The defence case was that there was no ultimatum, but an agreement signed by President of Bosnia-Herzegovina Izetbegovic and the then President of HVO and the so-called Herzeg-Bosnia, Mate Boban in Mostar on April 3. They found this agreement in amongst the prosecution papers.

Argument over the nature of the ultimatum or agreement continued for two days before the prosecution produced their trump card. This was a letter from Izetbegovic to Presiding Judge Jorda stating that he had neither signed nor seen the document and that he was not in Mostar on the day the defence claims the agreement was signed.

The defence immediately objected to the proposal that the letter be accepted as material evidence. Hayman protested that, "This is a court of witnesses and not witnesses mailing their testimony . . . we have the right to cross-examination." Presiding Judge Jorda in turn expressed surprise that letters addressed to him should arrive via the Prosecutor's office. He added that first they should establish the letter was genuine and then whether Izetbegovic was willing to testify. He concluded that the Chamber would not admit the letter for the time being.

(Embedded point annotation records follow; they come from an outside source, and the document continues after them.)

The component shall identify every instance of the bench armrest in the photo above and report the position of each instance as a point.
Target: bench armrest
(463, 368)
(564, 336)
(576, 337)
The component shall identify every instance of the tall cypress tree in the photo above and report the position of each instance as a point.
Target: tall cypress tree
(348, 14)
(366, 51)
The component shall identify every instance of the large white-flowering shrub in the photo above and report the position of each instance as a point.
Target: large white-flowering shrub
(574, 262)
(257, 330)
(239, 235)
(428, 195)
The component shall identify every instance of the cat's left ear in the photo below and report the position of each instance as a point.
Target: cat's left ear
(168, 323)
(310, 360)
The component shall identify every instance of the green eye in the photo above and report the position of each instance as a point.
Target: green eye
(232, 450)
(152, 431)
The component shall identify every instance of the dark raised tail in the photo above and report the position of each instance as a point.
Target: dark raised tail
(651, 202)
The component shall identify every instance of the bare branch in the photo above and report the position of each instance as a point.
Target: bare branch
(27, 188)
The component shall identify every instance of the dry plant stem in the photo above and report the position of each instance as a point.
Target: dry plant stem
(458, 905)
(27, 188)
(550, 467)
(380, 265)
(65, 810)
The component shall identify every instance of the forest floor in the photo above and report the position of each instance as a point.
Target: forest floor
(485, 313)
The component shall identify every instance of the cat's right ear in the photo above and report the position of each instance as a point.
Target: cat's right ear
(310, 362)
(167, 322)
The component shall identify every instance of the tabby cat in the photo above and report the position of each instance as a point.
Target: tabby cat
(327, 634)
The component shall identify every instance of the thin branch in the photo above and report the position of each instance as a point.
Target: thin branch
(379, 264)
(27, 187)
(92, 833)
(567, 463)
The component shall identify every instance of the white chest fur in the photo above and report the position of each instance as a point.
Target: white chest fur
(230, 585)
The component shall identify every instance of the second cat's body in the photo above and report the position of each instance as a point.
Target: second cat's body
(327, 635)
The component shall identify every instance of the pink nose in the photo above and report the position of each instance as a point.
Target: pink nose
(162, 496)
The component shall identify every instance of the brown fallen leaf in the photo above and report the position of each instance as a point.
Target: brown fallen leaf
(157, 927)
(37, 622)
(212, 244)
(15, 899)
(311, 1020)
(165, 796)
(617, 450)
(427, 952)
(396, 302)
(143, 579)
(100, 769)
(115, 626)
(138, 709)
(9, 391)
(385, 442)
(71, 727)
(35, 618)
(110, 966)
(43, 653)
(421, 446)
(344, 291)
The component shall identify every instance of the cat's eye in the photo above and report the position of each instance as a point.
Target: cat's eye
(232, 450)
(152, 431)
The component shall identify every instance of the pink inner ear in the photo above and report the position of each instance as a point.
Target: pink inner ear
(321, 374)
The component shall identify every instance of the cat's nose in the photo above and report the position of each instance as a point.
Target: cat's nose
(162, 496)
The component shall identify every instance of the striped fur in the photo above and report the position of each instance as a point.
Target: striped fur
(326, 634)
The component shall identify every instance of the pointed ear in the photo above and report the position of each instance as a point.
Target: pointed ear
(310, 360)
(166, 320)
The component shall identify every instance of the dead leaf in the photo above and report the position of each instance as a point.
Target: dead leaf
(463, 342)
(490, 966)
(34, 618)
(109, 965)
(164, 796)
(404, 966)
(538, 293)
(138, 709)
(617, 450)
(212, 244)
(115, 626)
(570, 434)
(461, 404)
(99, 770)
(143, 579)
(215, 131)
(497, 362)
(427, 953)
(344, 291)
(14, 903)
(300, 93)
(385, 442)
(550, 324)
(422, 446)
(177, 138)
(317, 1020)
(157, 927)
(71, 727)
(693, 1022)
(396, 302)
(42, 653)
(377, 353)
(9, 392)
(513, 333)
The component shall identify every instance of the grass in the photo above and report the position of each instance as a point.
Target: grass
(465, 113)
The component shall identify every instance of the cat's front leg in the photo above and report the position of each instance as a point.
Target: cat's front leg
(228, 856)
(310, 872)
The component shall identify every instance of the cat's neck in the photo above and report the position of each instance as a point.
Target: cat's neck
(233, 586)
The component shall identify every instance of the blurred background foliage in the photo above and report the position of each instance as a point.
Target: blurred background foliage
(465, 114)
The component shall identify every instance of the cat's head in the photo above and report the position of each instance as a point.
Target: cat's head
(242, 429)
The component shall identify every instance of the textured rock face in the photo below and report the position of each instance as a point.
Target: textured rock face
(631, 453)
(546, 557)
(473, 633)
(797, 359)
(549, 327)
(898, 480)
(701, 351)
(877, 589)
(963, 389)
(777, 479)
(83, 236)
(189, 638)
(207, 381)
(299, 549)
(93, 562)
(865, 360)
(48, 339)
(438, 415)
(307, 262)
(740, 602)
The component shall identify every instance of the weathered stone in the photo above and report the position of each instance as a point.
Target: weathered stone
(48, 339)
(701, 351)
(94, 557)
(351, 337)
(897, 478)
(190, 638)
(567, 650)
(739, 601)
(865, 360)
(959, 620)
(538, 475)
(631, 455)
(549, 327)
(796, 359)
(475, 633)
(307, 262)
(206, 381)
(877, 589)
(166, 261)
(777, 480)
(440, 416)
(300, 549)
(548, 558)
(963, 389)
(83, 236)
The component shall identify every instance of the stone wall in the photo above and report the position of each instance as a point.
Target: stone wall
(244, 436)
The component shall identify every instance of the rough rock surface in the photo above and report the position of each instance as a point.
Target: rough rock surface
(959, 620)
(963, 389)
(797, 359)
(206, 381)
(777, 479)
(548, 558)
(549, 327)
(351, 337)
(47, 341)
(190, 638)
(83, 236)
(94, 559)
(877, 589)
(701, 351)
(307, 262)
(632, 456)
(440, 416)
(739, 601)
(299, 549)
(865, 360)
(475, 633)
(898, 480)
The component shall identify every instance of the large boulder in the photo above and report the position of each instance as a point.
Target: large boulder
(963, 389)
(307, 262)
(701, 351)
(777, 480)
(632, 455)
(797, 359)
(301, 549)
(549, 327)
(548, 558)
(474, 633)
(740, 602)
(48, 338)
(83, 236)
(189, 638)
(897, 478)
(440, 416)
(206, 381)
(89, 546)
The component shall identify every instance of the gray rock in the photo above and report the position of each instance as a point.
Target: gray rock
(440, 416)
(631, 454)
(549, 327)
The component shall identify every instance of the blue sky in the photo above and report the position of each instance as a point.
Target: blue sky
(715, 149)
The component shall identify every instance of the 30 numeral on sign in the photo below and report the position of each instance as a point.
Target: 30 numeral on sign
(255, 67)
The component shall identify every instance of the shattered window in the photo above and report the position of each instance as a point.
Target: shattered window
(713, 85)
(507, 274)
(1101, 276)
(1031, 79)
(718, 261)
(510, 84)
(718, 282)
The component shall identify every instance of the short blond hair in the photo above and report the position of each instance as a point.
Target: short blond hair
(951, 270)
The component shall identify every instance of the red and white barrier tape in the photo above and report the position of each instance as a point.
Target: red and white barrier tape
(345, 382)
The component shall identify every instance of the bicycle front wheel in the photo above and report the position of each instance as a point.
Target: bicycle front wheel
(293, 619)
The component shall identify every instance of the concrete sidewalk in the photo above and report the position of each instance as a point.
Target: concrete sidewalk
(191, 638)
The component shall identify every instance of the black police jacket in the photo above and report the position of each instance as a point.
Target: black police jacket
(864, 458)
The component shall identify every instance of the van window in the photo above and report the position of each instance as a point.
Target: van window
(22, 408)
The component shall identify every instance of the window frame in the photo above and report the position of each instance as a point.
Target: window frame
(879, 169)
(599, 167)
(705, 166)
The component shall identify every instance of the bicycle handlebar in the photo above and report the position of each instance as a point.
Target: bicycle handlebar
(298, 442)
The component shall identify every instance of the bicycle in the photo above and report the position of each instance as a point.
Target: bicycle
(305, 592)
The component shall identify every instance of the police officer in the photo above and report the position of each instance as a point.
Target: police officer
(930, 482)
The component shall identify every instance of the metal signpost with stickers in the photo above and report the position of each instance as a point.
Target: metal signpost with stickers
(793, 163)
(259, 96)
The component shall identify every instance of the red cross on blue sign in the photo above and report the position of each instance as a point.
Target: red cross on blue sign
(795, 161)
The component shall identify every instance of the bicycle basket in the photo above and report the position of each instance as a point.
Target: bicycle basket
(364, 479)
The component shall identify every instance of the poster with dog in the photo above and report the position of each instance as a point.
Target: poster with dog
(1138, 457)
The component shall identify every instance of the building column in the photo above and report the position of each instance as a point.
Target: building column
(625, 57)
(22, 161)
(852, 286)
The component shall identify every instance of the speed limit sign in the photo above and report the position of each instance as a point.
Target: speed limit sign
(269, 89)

Even though Donia, when re-examined by the prosecution, continued to argue that it really was an ultimatum, both sides are certain to return to this question.

Simon Leach, who investigated crimes in the Lasva Valley, testified after Robert Donia. The purpose of his testimony was to familiarise the judges with the site of crime, especially with the towns and the villages in this area and the distances between them. The issue of distance is particularly important since the prosecutor claims that the most serious crimes occurred within 300 meters to 5-6 kilometres of Blaskic's headquarters in Konjic and Kiseljak, demolishing his defence that he was not informed of them.

The judges were also shown photographs and video recordings of burnt and destroyed villages through which the HVO forces passed in April 1993, as well as several aeroplane and satellite pictures of this region, obtained from the British Ministry of Defence.

The defence counsels disputed Leach's assessments of certain distances and time needed to travel from one place to another, as well as what the accused was able see from his headquarters in Konjic, passing most of the ruined villages. According to the defence, the Muslim forces controlled part of the road running through the Lasva Valley. Blaskic used UNPROFOR transporters to travel between headquarters and would not have been able to see.

Under cross-examination Leach's admitted that his investigators has not discovered orders from Blaskic commanding troops to destroy civilian targets. Meanwhile the prosecution do have documents signed by Blaskic ordering troops not to attack civilian targets.

Donia's statement casts interesting light on this. He said that in the cease-fire following the attack on the Lasva Valley, Mate Boban agreed that all those responsible for the violation of international humanitarian law would be investigated and punished. Donia however saw no evidence that any HVO member was held accountable or tried for such violations.

The first eye witness testimony began on July 25. Sefkija Djidic, former commander of the Muslim forces in Stari Vitez, now the chief of the police station in the Muslim part of this still divided town, spoke about "the good old days" before the war, when the Muslims, Croats and Serbs lived happily together.

He described the fight for power, the rise of the nationalists and the deterioration of relations between the ethnic groups in the Lasva valley. His testimony continues on July 28.